- Associated Press - Tuesday, January 23, 2018

SANTA BARBARA, Calif. (AP) - The Latest on the recovery from deadly California mudslides (all times local):

4 p.m.

A state senator from Santa Barbara is introducing legislation that seeks to ensure that insurance companies cover damage from devastating mudslides.

Democratic Sen. Hannah-Beth Jackson said Tuesday that questions remain about whether fire insurance policies will cover the damage, which was caused by torrential rains in an area that had just burned. Some worry that insurers will refuse to pay claims for customers who don’t have optional flood insurance.

SB917 would require insurers to pay for damages caused by landslides triggered by wildfires or other covered disasters.

Jackson says some insurers are being noncommittal about whether they’ll pay claims. It’s unclear how many customers are affected.

Jackson says the powerful mudslides destroyed almost 10 percent of the homes in Montecito. Twenty-one people were killed.


10 a.m.

A report finds that in the days before mudslides devastated California neighborhoods, officials released conflicting evacuation orders that left some hard-hit neighborhoods out of the warning zone.

The Los Angeles Times reports Tuesday that the Santa Barbara County Sheriff’s Office posted on its website and Facebook a list of voluntary and mandatory evacuation areas for Montecito. A separate map on the county’s website included a larger voluntary evacuation zone that included homes not covered by the sheriff’s list.

The Times says of the 21 people killed, at least a dozen lived in areas that were covered by the county’s evacuation map but not included in the sheriff’s warnings.
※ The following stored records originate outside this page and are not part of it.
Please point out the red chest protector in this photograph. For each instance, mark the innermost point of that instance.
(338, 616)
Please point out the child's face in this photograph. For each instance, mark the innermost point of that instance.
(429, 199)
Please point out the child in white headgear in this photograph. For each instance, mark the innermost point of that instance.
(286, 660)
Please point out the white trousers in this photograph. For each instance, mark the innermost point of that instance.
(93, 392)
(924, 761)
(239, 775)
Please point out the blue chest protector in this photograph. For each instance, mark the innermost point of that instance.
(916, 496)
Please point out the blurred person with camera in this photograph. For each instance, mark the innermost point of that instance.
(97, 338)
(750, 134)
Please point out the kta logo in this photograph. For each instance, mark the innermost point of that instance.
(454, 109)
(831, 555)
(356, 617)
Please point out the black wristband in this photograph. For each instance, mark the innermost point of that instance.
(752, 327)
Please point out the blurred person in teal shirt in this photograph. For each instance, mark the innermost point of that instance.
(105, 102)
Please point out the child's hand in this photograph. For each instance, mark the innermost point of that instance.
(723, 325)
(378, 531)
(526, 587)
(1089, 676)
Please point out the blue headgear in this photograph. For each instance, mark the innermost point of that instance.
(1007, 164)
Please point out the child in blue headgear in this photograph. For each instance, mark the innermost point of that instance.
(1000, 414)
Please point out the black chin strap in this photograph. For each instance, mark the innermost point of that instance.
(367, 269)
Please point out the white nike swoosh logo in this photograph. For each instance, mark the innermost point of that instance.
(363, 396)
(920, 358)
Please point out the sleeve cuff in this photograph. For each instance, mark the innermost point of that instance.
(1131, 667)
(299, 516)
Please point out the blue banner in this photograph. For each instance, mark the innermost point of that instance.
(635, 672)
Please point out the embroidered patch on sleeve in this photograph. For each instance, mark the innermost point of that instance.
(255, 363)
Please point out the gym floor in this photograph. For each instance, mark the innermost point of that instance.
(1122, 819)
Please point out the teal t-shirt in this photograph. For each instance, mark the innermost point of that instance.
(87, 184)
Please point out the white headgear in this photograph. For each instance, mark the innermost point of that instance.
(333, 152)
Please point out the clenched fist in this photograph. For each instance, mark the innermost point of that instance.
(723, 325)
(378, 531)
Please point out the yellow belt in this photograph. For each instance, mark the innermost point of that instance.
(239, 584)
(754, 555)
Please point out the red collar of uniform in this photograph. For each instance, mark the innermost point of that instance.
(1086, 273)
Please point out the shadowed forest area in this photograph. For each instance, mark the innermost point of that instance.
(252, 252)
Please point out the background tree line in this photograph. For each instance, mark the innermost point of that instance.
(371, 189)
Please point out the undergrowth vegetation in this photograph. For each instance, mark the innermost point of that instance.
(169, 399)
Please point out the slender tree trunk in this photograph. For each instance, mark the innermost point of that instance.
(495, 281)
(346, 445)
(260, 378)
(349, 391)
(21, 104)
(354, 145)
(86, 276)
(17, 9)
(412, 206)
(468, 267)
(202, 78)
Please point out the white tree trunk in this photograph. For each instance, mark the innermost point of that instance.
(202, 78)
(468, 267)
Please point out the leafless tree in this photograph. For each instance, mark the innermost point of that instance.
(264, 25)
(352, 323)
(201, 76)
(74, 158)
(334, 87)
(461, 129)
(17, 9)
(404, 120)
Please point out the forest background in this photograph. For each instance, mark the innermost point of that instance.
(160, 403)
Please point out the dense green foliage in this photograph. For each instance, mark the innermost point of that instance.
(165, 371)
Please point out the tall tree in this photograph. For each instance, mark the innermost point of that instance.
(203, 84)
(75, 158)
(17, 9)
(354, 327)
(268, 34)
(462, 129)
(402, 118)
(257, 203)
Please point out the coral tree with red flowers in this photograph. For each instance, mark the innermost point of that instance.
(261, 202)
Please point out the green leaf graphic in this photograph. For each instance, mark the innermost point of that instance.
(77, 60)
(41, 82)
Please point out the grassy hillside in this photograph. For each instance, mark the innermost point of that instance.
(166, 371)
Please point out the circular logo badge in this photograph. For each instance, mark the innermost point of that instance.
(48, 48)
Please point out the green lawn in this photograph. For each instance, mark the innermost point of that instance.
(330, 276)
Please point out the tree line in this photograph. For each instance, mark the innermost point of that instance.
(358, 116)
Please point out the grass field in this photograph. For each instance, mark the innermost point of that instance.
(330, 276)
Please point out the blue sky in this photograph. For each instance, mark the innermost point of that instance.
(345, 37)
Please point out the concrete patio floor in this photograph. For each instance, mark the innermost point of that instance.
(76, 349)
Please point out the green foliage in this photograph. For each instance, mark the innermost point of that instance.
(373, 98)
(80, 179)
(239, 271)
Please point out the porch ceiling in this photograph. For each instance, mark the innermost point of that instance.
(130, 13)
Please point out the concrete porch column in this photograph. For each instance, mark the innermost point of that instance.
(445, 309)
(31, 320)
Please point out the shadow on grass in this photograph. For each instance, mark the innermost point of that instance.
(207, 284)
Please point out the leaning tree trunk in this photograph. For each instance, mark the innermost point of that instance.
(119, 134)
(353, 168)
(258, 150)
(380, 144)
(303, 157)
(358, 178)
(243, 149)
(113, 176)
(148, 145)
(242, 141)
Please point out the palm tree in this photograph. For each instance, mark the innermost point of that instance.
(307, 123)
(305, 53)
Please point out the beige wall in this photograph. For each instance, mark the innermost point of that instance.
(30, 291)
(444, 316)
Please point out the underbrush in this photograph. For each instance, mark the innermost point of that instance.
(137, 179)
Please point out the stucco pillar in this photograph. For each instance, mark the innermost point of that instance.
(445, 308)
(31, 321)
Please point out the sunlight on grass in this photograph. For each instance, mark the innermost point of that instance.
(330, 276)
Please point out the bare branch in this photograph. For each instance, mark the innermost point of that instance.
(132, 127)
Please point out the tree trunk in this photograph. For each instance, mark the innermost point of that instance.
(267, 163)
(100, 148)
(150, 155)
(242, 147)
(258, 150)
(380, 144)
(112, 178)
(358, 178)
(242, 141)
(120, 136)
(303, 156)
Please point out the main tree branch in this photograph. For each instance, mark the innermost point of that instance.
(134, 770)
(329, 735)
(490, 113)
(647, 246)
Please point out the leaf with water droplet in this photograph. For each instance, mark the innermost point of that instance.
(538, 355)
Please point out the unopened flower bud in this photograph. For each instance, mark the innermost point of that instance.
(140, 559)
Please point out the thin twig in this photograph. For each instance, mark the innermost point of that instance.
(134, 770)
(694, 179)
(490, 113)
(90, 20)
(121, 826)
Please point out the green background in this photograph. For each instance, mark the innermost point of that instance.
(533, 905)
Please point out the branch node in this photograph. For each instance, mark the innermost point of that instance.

Officials acknowledged the discrepancy while emphasizing other measures used to warn residents of the approaching storm - including emails, social media alerts, press releases and even deputies going door to door.


5:30 a.m.

Authorities are lifting some evacuation orders for Southern California neighborhoods near where powerful mudslides destroyed homes and killed 21 people.

Santa Barbara County officials say residents of certain areas on the western edge of Montecito will be allowed to return at midday Tuesday.

Utilities may still be out and a boil water notice remains in effect.

Large swaths of the coastal town will remain evacuated as crews continue to remove mud and boulders and rebuild drainage pipes and power lines.

Officials said over the weekend that it would be a gradual process getting residents back into homes.

Gov. Jerry Brown declared Monday a “Day of Remembrance of the Montecito Mudslides” and ordered flags flown at half-staff over the state Capitol.

A 17-year-old boy and 2-year-old girl remain missing.